Which brings me to the part of the article that was so powerful to me. I'll just quote it outright, since I can't link to the text (you can listen to it here: https://www.lds.org/media-library/video/ces-devotionals/2014-ces-devotionals?lang=eng. The part I'm quoting here starts at 35:27, but includes more in the full speech than in the Ensign version).
Elder Christofferson says, "The priorities and interests we most often see on display around us (and sometime in us) are intensely selfish: a hunger to be recognized; an insistent demand that one's rights be respected; a consuming desire for money, things, and power; a sense of entitlement to a life of comfort and pleasure; a goal to minimize responsibility and avoid altogether any personal sacrifice for the good of another--to name a few.
"This is not to say that we should not seek to succeed, even excel, in worthy endeavors, including education and honorable work. Certainly, worthwhile achievements are laudable. But if we are to save our lives, we must always remember that such attainments are not ends in themselves but means to a higher end. With our faith in Christ, we must see political, business, academic, and similar forms of success not as defining us but as making possible our service to God and fellowman--beginning at home and extending as far as possible in the world.
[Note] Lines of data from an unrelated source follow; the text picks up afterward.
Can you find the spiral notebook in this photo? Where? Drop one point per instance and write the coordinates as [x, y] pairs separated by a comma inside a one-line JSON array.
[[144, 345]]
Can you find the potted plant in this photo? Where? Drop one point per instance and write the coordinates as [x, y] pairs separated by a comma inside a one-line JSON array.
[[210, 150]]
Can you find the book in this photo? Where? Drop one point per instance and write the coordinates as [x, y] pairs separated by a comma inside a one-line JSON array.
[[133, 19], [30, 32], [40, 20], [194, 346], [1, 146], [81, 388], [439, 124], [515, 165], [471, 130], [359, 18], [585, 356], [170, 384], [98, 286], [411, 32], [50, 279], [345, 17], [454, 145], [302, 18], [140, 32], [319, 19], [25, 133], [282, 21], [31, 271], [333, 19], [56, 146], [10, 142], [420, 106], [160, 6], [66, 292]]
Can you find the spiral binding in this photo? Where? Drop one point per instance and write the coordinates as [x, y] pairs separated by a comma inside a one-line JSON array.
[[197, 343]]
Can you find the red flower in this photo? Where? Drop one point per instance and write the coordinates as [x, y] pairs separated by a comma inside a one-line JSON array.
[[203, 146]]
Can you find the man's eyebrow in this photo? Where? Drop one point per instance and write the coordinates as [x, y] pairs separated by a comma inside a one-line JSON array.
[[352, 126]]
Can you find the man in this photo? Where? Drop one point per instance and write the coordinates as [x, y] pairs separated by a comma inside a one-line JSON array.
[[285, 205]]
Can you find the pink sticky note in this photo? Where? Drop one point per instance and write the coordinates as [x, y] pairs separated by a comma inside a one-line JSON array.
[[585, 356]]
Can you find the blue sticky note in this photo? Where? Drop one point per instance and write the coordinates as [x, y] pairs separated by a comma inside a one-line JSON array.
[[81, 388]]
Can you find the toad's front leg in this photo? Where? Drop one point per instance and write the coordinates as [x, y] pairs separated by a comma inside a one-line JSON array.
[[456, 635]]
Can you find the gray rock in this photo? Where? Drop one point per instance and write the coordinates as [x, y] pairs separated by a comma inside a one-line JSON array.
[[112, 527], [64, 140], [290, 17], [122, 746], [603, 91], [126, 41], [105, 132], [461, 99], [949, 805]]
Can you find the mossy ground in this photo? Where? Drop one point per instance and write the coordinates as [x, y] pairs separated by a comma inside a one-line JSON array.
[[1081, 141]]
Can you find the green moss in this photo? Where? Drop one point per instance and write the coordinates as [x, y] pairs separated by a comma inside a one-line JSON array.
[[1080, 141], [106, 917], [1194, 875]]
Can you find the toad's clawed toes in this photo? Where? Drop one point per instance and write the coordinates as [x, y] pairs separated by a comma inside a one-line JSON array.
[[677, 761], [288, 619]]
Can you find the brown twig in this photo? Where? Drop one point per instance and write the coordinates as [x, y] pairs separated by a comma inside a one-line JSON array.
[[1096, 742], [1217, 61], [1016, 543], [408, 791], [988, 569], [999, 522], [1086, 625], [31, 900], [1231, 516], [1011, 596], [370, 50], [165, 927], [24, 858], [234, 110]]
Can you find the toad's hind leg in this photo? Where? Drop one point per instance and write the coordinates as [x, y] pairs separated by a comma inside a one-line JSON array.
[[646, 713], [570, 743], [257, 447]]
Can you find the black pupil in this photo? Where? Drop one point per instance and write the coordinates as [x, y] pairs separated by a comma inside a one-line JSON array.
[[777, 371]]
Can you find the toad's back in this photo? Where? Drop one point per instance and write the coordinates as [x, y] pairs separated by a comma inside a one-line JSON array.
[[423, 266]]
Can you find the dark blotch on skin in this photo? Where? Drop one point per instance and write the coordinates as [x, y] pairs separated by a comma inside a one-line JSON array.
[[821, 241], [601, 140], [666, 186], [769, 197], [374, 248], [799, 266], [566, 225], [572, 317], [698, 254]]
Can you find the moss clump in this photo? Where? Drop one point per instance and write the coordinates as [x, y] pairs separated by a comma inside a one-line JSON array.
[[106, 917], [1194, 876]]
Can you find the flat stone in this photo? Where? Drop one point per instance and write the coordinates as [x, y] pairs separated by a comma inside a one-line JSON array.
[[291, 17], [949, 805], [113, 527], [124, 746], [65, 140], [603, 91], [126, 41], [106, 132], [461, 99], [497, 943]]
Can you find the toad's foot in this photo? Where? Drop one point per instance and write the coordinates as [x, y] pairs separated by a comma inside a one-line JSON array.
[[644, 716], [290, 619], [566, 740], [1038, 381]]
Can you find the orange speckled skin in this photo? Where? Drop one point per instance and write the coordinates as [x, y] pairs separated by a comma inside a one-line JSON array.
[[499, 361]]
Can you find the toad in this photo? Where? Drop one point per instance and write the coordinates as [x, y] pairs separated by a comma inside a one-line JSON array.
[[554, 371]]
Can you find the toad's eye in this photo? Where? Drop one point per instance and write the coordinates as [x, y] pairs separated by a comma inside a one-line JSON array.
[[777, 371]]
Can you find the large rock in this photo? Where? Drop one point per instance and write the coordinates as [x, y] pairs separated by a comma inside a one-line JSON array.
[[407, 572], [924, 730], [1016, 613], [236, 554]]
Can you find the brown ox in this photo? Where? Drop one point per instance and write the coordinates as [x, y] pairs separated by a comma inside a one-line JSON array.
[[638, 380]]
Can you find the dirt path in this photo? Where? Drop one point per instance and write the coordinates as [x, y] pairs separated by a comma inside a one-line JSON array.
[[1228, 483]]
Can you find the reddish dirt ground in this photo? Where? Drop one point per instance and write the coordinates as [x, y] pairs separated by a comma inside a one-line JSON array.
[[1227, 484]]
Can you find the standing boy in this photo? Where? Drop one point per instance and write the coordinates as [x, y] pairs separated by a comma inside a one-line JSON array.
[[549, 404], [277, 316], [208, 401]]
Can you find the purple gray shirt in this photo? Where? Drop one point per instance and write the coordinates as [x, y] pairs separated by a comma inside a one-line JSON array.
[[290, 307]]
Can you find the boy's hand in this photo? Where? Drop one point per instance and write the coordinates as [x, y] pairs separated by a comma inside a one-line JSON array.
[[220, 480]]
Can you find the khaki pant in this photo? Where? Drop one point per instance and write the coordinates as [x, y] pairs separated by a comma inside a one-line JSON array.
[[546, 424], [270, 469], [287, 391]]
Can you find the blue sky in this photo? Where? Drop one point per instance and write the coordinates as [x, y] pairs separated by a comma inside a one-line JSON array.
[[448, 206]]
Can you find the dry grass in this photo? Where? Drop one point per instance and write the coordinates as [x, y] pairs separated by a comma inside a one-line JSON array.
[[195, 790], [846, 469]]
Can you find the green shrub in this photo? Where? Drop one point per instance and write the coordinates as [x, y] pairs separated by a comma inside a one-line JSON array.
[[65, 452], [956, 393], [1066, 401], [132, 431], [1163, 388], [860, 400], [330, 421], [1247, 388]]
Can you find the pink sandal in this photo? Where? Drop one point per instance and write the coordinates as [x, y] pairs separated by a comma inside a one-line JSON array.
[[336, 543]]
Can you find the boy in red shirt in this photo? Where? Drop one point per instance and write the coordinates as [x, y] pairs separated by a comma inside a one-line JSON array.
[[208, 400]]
"Personal development has value as it contributes to development of a Christlike character. In measuring success, we recognize the profound truth underlying all else--that our lives belong to God, our Heavenly Father, and to Jesus Christ, our Redeemer. Success means living in harmony with Their will."
(He goes on to talk about Joseph Smith, whose revelations brought them to Missouri, where the Saints suffered horribly. Obviously following God does not always put us into pleasant and easy circumstances.)
Since I have no real firm idea of where God wants us to end up, I suppose we get to work, and work hard, to do exactly what has been laid before us, and then simply let go, and trust that God will do with this career that doesn't belong to us whatever He wants. I hope that if we let Him, He will use us as tools to do His work, whatever that may be.